Example: routing pages to different extractors
This is the motivating use case: a heterogeneous document whose pages must be extracted with different JSON schemas. Use one engine as a classifier and a set of engines as per-type extractors, then route each page inside process_page.
flowchart LR
P[page image] --> C{classifier<br/>page_type?}
C -->|form_a| A[Form A extractor]
C -->|form_b| B[Form B extractor]
C -->|unknown| D[default extractor]
A --> R[OCRPage]
B --> R
D --> R
import json
import asyncio
from vlm4ocr import OCREngine, IndependentPagePipeline, OCRPage
# One classifier + one extractor per page type + a fallback. Each engine is an
# atom: one prompt, one task.
classifier = OCREngine(vlm_engine, output_mode="JSON",
user_prompt='Classify this page. Respond as JSON: {"page_type": "<one_token>"}')
extractors = {
"form_a": OCREngine(vlm_engine, output_mode="JSON", user_prompt="<form A schema>"),
"form_b": OCREngine(vlm_engine, output_mode="JSON", user_prompt="<form B schema>"),
}
default = OCREngine(vlm_engine, output_mode="JSON", user_prompt="<generic schema>")

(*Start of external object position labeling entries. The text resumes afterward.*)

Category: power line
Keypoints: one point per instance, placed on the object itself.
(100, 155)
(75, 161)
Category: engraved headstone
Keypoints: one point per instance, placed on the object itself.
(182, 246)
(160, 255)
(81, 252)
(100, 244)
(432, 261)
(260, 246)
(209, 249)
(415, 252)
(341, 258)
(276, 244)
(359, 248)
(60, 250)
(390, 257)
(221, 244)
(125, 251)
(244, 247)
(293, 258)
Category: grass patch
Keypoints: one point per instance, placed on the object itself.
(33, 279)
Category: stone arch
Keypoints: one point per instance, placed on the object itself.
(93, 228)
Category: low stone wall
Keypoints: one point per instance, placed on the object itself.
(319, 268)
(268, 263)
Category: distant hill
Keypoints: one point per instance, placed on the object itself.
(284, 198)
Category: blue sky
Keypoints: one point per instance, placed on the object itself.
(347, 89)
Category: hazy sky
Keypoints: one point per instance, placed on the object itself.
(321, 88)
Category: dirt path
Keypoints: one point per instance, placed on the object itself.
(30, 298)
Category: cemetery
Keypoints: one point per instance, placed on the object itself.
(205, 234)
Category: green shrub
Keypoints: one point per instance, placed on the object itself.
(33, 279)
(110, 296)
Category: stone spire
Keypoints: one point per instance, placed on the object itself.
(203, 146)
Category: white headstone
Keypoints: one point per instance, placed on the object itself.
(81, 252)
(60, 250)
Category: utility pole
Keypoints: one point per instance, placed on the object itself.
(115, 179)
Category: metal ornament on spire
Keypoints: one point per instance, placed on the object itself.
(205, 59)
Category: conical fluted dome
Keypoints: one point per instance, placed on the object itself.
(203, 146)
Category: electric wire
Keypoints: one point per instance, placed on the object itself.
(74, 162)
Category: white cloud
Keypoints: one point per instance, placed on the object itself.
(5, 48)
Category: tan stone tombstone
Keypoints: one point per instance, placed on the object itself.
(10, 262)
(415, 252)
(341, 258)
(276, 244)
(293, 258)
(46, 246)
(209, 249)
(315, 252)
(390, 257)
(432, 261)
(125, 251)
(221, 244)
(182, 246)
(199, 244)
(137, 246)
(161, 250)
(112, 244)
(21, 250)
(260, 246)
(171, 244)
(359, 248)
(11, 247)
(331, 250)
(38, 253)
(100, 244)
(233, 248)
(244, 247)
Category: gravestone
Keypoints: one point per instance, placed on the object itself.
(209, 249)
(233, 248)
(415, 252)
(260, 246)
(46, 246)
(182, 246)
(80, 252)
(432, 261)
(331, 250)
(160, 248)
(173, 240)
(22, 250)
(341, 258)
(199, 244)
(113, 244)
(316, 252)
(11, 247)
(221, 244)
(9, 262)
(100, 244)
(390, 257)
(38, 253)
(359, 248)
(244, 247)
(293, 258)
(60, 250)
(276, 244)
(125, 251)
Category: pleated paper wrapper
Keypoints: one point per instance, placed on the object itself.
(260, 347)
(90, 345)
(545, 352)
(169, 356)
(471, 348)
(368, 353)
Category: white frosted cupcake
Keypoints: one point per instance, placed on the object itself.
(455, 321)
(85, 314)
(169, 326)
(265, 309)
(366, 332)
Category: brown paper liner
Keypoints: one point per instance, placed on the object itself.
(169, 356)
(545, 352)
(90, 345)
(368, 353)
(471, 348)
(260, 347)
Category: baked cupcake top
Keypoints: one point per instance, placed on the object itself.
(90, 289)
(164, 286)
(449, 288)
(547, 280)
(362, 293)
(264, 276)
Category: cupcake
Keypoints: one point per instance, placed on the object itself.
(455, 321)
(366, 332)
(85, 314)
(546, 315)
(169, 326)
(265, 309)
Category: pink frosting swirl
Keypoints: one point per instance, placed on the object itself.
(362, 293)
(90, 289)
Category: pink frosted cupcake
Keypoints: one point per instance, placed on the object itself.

def read_page_type(classifier_text: str) -> str:
data = json.loads(classifier_text) # JSON mode returns a JSON array string
if isinstance(data, list):
data = data[0] if data else {}
return data.get("page_type", "unknown")
async def classify_and_extract(image, *, messages_logger=None) -> OCRPage:
# Sees only its own image -> independent. Both calls share the logger for one audit trail.
classification = await classifier.ocr_image_async(image, messages_logger=messages_logger)
page_type = read_page_type(classification.text)
extractor = extractors.get(page_type, default)
page = await extractor.ocr_image_async(image, messages_logger=messages_logger)
page.metadata["page_type"] = page_type
return page
pipeline = IndependentPagePipeline(classify_and_extract, output_mode="JSON")
async def run():
async for result in pipeline.concurrent_ocr(pdf_paths, concurrent_batch_size=8):
for page in result.pages:
print(page.metadata["page_type"], page.text)
asyncio.run(run())
All routing logic — the classifier prompt, the schemas, the type labels — lives in your code; the pipeline only orchestrates. Because both the classify and extract calls share the messages_logger, both are captured in OCRResult.get_messages_log().
The independence assumption
IndependentPagePipeline assumes every page's output depends only on its own image. This is what makes pages safe to process concurrently and reorder, and it is enforced structurally: process_page only ever receives its own image. Each input page maps to exactly one OCRPage (1:1).
It fits when a page can be handled in isolation:
- routing by per-page type (above)
- per-page classification or tagging
- multi-pass refinement on the same page (e.g., extract, then validate/repair its JSON)
It does not fit when a page depends on other pages. Keep these out of IndependentPagePipeline:
- cross-page dependence — a page's result depends on another page (continuation pages, a table spanning pages)
- document-level shared context — a value computed once and applied to all pages (e.g., "classify the whole document from page 1, then apply that type to every page")
For those, define a process_page that does not rely on sibling pages, or use a different orchestration.